Saurabh Saxena
Data analytics has become very important in any business’ decision-making process. With digitisation coming into picture, huge amount of data is being churned out and companies often find it complex to turn it into meaningful information. Most organisations have embarked on using this data for dashboards and trackers, but this is just the preliminary stage - future of analytics lies in multiple axes of evolution.
In today’s BFSI industry, increasing regulatory and compliance requirements, the mandate to improve ROI, and the imperative to harness digital technologies to improve the customer experience, are all intensifying the drive to transform. As such, the BFSI industry is making use of Big Data to boost organisational success and ensure risk management with profitable growth and performance. Typically, banks have legacy systems, due to which interlinking different types of data from various sources is a huge challenge – with technological advancements, banks/consumers are now used to fast, personal, safe and always-available portable solutions.

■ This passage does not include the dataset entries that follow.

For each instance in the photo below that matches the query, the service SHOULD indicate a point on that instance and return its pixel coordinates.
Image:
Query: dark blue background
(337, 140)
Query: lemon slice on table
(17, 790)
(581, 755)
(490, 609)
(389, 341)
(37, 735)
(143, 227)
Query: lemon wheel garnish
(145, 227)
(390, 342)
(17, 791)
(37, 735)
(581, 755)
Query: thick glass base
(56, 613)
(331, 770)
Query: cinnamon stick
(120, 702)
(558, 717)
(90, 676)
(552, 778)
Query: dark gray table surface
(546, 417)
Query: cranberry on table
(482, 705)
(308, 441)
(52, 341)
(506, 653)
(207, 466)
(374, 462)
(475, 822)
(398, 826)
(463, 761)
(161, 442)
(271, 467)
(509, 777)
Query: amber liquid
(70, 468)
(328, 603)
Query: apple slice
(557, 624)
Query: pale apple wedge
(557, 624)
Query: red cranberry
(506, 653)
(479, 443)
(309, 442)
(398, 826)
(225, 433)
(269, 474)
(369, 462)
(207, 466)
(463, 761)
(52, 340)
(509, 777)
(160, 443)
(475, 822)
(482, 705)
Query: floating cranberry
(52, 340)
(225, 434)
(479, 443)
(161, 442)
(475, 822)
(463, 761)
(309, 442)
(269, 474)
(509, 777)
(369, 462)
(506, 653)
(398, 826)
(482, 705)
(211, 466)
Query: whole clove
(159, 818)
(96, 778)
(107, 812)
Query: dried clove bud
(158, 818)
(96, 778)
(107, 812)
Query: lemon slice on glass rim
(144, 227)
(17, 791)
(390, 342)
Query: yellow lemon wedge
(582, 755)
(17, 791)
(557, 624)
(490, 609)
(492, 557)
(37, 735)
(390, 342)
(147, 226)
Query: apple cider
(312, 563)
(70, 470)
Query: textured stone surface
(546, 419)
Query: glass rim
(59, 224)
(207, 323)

In this data driven world, performance is dependent on Big Data technologies which can store and manage semi-structured/unstructured data in real time. Thus, banks have been optimising operations across all functions with an aim to improve efficient systems, enhance service-delivery models and customer engagement and protect its systems against cyber threats. By using analytics for deep customer insights and risk quantification, automation to streamline back-office processes, and deep financial domain experience, IT giants now help businesses adapt to an ever-changing environment.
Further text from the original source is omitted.